Unlock stock picks and a broker-level newsfeed that powers Wall Street.

Investors Will Want Cerence's (NASDAQ:CRNC) Growth In ROCE To Persist

In This Article:

What trends should we look for it we want to identify stocks that can multiply in value over the long term? Typically, we'll want to notice a trend of growing return on capital employed (ROCE) and alongside that, an expanding base of capital employed. Put simply, these types of businesses are compounding machines, meaning they are continually reinvesting their earnings at ever-higher rates of return. Speaking of which, we noticed some great changes in Cerence's (NASDAQ:CRNC) returns on capital, so let's have a look.

Understanding Return On Capital Employed (ROCE)

For those who don't know, ROCE is a measure of a company's yearly pre-tax profit (its return), relative to the capital employed in the business.
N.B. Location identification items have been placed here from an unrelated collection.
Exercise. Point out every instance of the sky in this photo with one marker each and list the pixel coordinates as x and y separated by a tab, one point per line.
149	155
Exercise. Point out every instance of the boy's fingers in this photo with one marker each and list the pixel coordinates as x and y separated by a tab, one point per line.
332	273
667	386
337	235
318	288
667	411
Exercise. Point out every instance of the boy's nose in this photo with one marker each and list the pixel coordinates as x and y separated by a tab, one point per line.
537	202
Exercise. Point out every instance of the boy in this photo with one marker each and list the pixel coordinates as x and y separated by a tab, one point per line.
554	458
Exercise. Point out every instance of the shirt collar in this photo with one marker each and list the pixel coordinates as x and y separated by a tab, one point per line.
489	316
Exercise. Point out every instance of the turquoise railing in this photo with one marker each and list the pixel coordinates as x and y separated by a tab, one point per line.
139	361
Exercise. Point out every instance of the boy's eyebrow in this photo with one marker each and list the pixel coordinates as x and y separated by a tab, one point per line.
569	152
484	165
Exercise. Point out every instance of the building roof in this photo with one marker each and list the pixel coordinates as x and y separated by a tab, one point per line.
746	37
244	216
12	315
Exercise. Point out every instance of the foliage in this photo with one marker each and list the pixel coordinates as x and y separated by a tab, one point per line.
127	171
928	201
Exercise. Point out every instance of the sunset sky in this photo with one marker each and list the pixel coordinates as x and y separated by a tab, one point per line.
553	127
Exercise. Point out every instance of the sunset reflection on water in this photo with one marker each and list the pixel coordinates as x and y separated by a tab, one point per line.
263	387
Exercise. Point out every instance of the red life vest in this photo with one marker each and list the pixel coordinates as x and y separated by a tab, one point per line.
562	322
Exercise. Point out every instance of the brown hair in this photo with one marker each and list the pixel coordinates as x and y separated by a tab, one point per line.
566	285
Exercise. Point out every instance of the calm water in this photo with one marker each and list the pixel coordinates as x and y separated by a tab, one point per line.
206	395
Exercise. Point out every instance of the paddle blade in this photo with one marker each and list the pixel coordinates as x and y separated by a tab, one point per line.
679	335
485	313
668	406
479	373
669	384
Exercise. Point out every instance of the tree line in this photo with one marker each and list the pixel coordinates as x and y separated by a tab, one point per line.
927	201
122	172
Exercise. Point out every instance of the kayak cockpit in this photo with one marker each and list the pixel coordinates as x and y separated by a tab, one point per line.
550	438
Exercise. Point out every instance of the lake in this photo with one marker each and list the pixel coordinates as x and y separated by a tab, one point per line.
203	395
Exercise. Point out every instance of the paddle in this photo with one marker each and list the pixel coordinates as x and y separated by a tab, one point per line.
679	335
Analysts use this formula to calculate it for Cerence:

Return on Capital Employed = Earnings Before Interest and Tax (EBIT) ÷ (Total Assets - Current Liabilities)

0.095 = US$46m ÷ (US$702m - US$217m) (Based on the trailing twelve months to September 2024).

Thus, Cerence has an ROCE of 9.5%. In absolute terms, that's a low return but it's around the Software industry average of 8.3%.

Check out our latest analysis for Cerence

roce
NasdaqGS:CRNC Return on Capital Employed February 4th 2025

In the above chart we have measured Cerence's prior ROCE against its prior performance, but the future is arguably more important. If you'd like to see what analysts are forecasting going forward, you should check out our free analyst report for Cerence .

What Can We Tell From Cerence's ROCE Trend?

We're pretty happy with how the ROCE has been trending at Cerence. The figures show that over the last five years, returns on capital have grown by 257%. That's a very favorable trend because this means that the company is earning more per dollar of capital that's being employed. Speaking of capital employed, the company is actually utilizing 64% less than it was five years ago, which can be indicative of a business that's improving its efficiency. Cerence may be selling some assets so it's worth investigating if the business has plans for future investments to increase returns further still.

On a side note, we noticed that the improvement in ROCE appears to be partly fueled by an increase in current liabilities. Effectively this means that suppliers or short-term creditors are now funding 31% of the business, which is more than it was five years ago. Keep an eye out for future increases because when the ratio of current liabilities to total assets gets particularly high, this can introduce some new risks for the business.

The Bottom Line On Cerence's ROCE

From what we've seen above, Cerence has managed to increase it's returns on capital all the while reducing it's capital base. And since the stock has fallen 51% over the last five years, there might be an opportunity here. With that in mind, we believe the promising trends warrant this stock for further investigation.